MOGADISHU, SOMALIA (JULY 25, 2011) REUTERS - Local Somali communities continue feeding thousands of newly internally displaced people forced into the capital by what the United Nations (U.N) call the worst drought in 60 years.
As the drought situation worsens in the central areas of Somalia's famine zone, streams of people come to the country's capital, Mogadishu, where the local communities and NGOs try and assist them with basic needs."I fled from Bur-hakabo in the Bay region after we lost all our goats and camel from the drought. I get my daily bread from this feeding centre with my children. I thank Zamzam Foundation that opened for us this feeding centre, " said a recently internally displaced person, Habibo Ali Qasin.
Thousands who were previously living in destroyed buildings in the Somali capital Mogadishu have now been moved to camps outside the city. However, with meagre food resources, more and more cases of malnutrition in children are now being reported.
The U.N has declared famine in two pockets of southern Somalia, and has said that 3.7 million people risk starvation and that it is launching its biggest ever relief effort.
The U.N. World Food Programme (WFP) has said it cannot reach more than two million Somalis facing starvation in areas controlled by Islamist militants who imposed a food aid ban in 2010 and have regularly threatened relief groups.
The Wabari feeding centre has appealed for assistance to help them feed the many mouths starving in the city.
"Here we feed more than 2500 families newly displaced from the drought and we get help from Zamzam foundation (local NGO) and the Wabari community that supports us with water and cooking utensils. We request local or international NGO to help these people," said the Wabari Feeding Centre supervisor, Mohamed Ali.
According to aid agencies, one in 10 children in parts of drought-hit Somalia is at risk of starving to death.
Malnutrition rates were believed to be significantly higher in other conflict-torn parts of central and southern Somalia, where few aid groups have been allowed to bring food relief.
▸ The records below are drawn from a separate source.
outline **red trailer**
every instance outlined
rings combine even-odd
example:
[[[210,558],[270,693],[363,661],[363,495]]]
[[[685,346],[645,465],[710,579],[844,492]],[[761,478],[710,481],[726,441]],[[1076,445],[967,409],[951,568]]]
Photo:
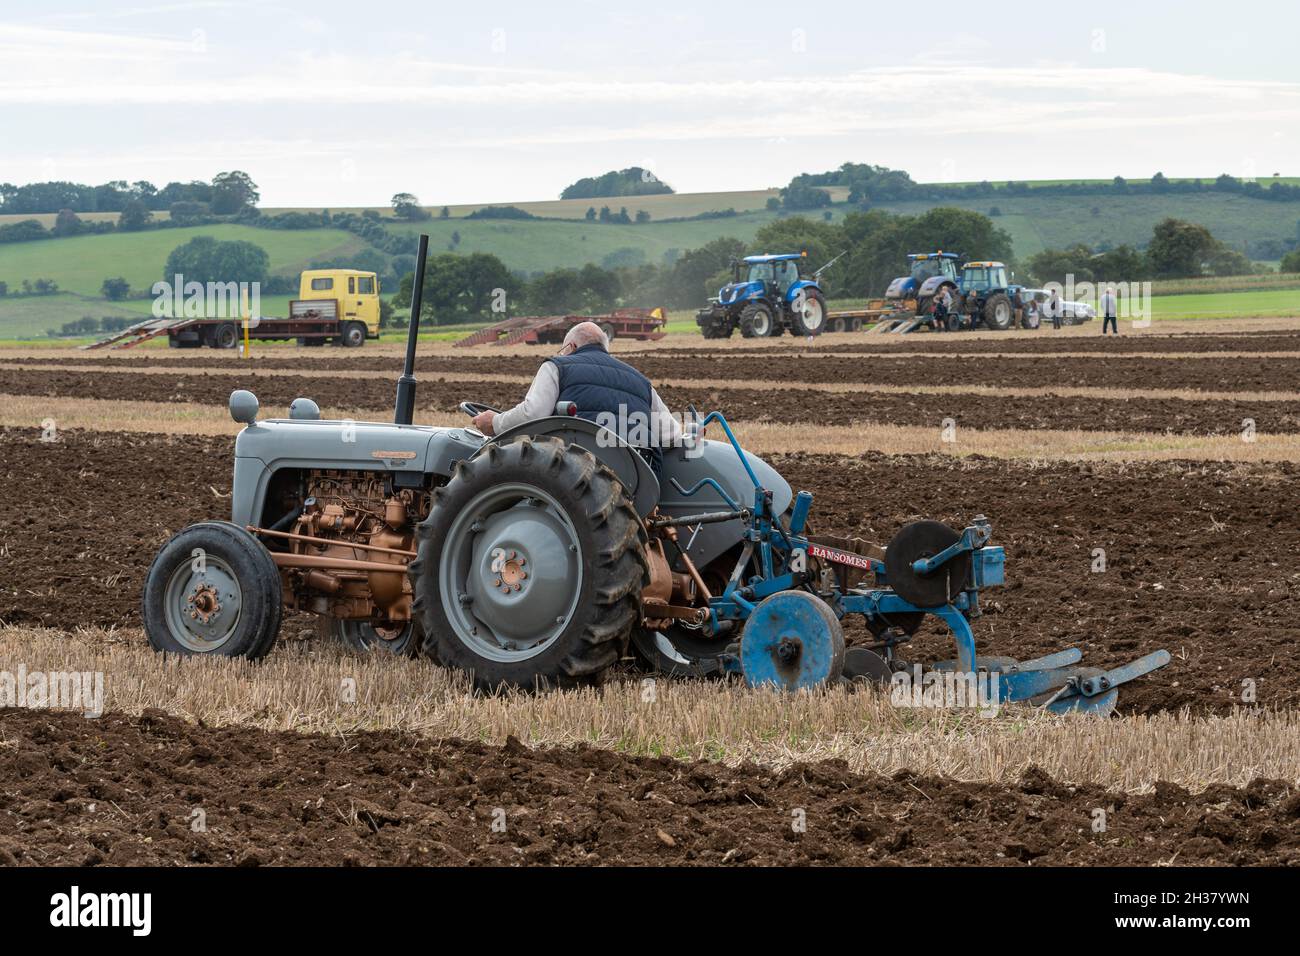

WFP and other humanitarian agencies have been unable to work in southern Somalia since early 2010, and this has restricted the UN's ability to address the nutritional needs of those living in this region - especially children.
Among the options being considered by WFP are the airlift of high energy biscuits and highly nutritious supplementary foods - for vulnerable children and pregnant or nursing mothers - into strategic locations in southern Somalia, where they would be distributed to the hungry by international and national non-governmental organisations that are active in areas where the food needs of local populations are greatest.
Plans to mobilise supplementary food products for children in response to the Horn of Africa crisis could make this the biggest ever operation to deliver these products that are highly effective in treating malnutrition in the first 1000 days of life.